Key factors to consider in any AAC device include the access method (touchscreen, switch scanning, head tracking, or eye tracking), how vocabulary is organized for efficient communication, and how the device mounts to a wheelchair or bed. Dedicated SGDs are covered by Medicare Part B and most insurers as durable medical equipment when prescribed by a physician following an SLP evaluation.
Standard voice recognition software (Siri, Alexa, Google) performs poorly with dysarthric speech. Research published in JSLHR in 2024 found that personalized automatic speech recognition — models trained specifically on the individual's voice — significantly improves recognition accuracy and extends independence for people with motor neuron disease.
Swallowing changes in PLS
Swallowing (deglutition) involves more than 30 muscles working in a precisely coordinated sequence. In PLS, the corticobulbar involvement that affects speech can also affect this system — producing a pattern of effortful, slowed swallowing rather than the aspiration-prone pattern more common in ALS.
The natural history data for PLS swallowing is reassuring: approximately 96% of PLS patients retain good swallowing function, and feeding tube requirements are uncommon — around 10% of PLS patients over the disease course, compared to the majority of ALS patients. When swallowing difficulties do occur in PLS, they typically progress slowly and often respond to compensatory strategies before requiring significant dietary modification.
Common early swallowing changes in PLS include:
- Slowed swallowing that makes meals take longer
- Occasional coughing or throat-clearing with thin liquids
- Fatigue with extended meals
- Difficulty with mixed textures (foods that have both liquid and solid components)
When to see a speech-language pathologist
You do not need to wait until speech or swallowing is severely affected to benefit from an SLP. The best time to establish this relationship is early — when an SLP can document your baseline, guide you through voice banking, and provide a plan for monitoring and intervention as needed.

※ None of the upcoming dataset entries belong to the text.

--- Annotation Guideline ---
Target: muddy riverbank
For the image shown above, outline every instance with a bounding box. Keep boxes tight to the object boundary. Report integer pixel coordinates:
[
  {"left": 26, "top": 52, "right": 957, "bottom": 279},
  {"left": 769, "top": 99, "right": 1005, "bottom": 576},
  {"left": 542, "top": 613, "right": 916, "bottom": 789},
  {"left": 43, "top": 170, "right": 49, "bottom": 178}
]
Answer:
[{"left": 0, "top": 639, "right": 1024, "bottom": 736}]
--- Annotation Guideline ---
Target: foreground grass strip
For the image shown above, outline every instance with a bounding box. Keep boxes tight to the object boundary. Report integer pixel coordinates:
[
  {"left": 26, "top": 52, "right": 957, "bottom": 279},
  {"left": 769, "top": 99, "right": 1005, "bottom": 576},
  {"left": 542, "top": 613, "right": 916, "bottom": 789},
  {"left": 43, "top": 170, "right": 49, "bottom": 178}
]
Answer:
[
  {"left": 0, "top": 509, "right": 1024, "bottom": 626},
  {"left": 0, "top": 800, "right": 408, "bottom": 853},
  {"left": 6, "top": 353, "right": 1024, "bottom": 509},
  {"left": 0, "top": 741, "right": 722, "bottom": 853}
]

Specific signs that warrant prompt SLP evaluation (if you have not already established this relationship) include:
- Coughing or choking during meals — particularly with thin liquids
- Significant change in voice quality
- Speech that family members are consistently having trouble understanding
- Mealtimes taking 30 minutes or more
- Unintentional weight loss
- Recurrent chest infections (which can indicate silent aspiration)
Practical tips for speaking clearly
- Reduce background noise before important conversations. Turn off the television, move to a quieter room.

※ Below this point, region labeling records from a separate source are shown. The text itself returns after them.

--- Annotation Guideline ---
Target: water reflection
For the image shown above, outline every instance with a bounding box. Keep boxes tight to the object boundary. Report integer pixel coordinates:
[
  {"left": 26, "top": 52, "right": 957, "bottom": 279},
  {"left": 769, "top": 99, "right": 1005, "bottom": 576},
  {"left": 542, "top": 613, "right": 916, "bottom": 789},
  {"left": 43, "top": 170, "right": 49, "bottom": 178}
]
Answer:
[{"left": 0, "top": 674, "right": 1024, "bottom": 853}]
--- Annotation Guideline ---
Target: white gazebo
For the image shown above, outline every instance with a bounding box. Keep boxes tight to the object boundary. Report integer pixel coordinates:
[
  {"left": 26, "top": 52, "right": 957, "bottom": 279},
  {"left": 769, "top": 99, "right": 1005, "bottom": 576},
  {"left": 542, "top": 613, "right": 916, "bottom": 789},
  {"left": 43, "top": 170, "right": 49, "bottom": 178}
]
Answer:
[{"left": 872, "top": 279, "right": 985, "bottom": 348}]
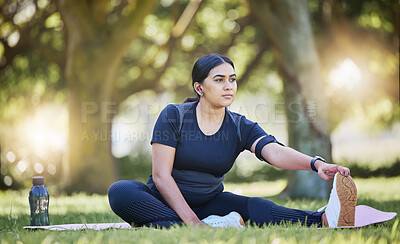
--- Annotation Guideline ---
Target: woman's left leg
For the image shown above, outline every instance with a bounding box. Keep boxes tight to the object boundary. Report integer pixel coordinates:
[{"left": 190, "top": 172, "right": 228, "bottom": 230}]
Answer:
[{"left": 195, "top": 192, "right": 323, "bottom": 226}]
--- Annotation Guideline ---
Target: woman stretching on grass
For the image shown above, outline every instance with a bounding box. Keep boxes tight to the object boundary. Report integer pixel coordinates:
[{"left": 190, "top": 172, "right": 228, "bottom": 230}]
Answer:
[{"left": 108, "top": 54, "right": 357, "bottom": 227}]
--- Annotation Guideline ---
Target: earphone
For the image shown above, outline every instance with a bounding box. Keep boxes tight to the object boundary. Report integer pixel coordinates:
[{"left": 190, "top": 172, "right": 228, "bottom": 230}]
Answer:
[{"left": 196, "top": 86, "right": 203, "bottom": 95}]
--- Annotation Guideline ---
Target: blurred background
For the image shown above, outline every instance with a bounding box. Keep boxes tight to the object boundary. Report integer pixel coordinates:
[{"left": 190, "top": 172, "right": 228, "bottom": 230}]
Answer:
[{"left": 0, "top": 0, "right": 400, "bottom": 196}]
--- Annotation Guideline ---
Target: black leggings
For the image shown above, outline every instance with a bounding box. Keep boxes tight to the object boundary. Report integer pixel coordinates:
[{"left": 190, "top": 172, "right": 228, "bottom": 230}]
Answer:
[{"left": 108, "top": 180, "right": 322, "bottom": 227}]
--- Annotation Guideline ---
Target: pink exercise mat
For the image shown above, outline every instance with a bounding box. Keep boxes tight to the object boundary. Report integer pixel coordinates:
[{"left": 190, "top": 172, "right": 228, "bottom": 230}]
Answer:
[
  {"left": 339, "top": 205, "right": 397, "bottom": 228},
  {"left": 24, "top": 205, "right": 397, "bottom": 231}
]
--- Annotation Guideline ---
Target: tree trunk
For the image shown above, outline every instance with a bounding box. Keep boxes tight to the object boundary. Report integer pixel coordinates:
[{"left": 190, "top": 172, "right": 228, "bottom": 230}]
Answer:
[
  {"left": 60, "top": 0, "right": 155, "bottom": 193},
  {"left": 250, "top": 0, "right": 332, "bottom": 198}
]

- Speak face to face when possible — lip reading adds significant comprehension for listeners.
- Slow down. Spastic dysarthria is better understood at a slower rate than when pushed faster.
- Rest before conversations you know will be demanding — fatigue measurably worsens speech clarity.
- Tell people what you need: "I speak slowly, please wait for me to finish" saves energy explaining mid-conversation.
- Use text as a supplement, not a replacement — texting a question ahead of a phone call reduces the spoken communication burden.
- Drink enough water. Dry mouth and thick saliva make articulation harder.